這種經常出現在哲理詩中的手法,通常表現為整體意象的分離,通過文本的分離創造出巨大的想象空間和哲理思考,從而形成巨大的張力。這樣的詩很難寫,寫出來也很難被接受,尤其是選擇的意象不常見。不建議新手嘗試,因為有貓膩之嫌。

馬如梅的短詩《鳥籠》;

打開

鳥籠

關於

讓鳥兒飛翔

把自由

恢復

監獄

乍壹看,很多人會說這首詩是詩。但如果我們仔細觀察,就會發現這樣的分支是很有講究的。用簡單的動作或語素,每壹行的內容簡單純粹。

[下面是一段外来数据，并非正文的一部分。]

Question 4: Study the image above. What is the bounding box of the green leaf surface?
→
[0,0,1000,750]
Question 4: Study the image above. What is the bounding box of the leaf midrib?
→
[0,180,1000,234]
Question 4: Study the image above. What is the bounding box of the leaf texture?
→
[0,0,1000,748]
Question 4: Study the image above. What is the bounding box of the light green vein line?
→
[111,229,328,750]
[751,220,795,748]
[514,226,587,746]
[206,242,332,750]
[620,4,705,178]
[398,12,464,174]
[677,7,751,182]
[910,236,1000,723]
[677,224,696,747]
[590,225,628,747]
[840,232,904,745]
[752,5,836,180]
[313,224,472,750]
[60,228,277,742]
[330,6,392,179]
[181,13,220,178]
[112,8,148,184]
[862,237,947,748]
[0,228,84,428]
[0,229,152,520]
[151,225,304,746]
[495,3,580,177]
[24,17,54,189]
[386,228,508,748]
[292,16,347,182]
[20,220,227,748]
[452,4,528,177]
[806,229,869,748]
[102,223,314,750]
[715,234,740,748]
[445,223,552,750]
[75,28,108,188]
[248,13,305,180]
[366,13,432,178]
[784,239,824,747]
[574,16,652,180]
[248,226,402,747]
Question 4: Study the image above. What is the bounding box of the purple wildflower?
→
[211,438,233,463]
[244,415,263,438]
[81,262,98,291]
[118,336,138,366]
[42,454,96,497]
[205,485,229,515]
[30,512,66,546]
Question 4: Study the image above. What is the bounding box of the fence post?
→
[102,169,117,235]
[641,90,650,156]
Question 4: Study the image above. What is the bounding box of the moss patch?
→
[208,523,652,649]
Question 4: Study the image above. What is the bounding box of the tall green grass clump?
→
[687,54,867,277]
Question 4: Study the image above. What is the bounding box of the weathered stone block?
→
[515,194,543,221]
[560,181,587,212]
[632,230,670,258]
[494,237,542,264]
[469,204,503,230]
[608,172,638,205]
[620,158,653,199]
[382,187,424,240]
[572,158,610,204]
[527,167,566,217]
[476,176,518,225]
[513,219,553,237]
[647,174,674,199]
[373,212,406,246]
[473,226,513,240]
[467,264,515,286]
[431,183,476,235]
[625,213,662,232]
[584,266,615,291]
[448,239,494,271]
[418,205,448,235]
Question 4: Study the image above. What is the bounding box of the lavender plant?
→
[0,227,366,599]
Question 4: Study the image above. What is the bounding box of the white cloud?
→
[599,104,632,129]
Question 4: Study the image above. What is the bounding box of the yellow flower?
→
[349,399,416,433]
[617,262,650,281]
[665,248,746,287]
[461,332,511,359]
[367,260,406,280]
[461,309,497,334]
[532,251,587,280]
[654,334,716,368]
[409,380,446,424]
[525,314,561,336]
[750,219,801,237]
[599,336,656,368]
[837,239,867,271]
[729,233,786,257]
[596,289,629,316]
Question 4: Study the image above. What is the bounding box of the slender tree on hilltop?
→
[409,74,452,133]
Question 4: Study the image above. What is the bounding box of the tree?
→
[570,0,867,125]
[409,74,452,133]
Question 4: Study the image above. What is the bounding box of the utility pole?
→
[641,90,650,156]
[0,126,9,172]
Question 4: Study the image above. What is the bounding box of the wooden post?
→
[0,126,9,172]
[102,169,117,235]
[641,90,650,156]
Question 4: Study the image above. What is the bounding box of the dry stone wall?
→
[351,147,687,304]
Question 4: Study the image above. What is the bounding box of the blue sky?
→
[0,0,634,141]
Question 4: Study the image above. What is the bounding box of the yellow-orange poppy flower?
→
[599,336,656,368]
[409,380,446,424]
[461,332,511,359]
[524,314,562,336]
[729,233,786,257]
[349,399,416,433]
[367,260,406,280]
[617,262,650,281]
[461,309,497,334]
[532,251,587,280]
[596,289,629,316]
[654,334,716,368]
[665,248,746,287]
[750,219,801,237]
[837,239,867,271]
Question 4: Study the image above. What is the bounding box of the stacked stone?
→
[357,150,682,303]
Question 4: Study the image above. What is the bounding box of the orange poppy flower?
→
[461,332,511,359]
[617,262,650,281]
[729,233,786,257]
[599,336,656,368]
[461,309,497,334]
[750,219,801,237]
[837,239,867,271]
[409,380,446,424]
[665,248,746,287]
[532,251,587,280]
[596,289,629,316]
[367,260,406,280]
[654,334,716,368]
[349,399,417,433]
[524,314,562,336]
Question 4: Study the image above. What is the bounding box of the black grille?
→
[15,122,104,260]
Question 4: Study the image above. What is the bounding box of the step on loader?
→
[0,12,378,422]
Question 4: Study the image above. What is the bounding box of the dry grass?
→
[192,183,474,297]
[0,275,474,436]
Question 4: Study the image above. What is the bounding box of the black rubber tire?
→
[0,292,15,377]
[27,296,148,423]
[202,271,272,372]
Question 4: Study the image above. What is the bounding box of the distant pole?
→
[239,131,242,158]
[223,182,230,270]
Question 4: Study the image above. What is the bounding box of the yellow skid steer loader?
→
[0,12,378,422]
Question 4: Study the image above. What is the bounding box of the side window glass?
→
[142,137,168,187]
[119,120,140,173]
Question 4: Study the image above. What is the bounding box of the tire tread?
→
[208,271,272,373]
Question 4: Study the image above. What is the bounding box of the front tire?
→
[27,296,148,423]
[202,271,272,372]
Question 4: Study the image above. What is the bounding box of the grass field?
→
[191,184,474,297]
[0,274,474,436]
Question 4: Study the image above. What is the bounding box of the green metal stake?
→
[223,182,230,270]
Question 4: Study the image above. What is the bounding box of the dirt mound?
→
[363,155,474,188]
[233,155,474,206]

這與其他許多詩歌的審美追求形成了鮮明的對比,詩歌的審美追求是詩意的曖昧,賦予意象或語言以多重理解的可能性。當然不是說後者不好,但後者也有優秀的作品,比如北島的《走吧》。但對於哲理詩這壹範疇來說,非馬之類的詩歌無疑能調動讀者在文本接受過程中進行二次創作。

讓我們看看:

讓鳥兒飛翔

在這裏,飛和走,隔著兩段,完全超出了我們所說的壹種“飛走”。“非”可以做動詞,也可以做狀語;“走”既可以做動詞,也可以做狀語。甚至因為還有另外壹條線,“走”的主語有多種可能,可以是鳥,可以是自己,也可以是兩者。

把自由

恢復

監獄

被釋放的物體也可以是壹只鳥,壹個籠子或者兩者都是。這種可能性是全詩的主題。當然,這只是粗略的解讀,深入挖掘,這首詩會有無限可能。馬飛在晚年兩次評論這首詩。第壹次他改成了“還自由/天/空”,第二次他改成了“鳥籠也是天”。當然這是題外話。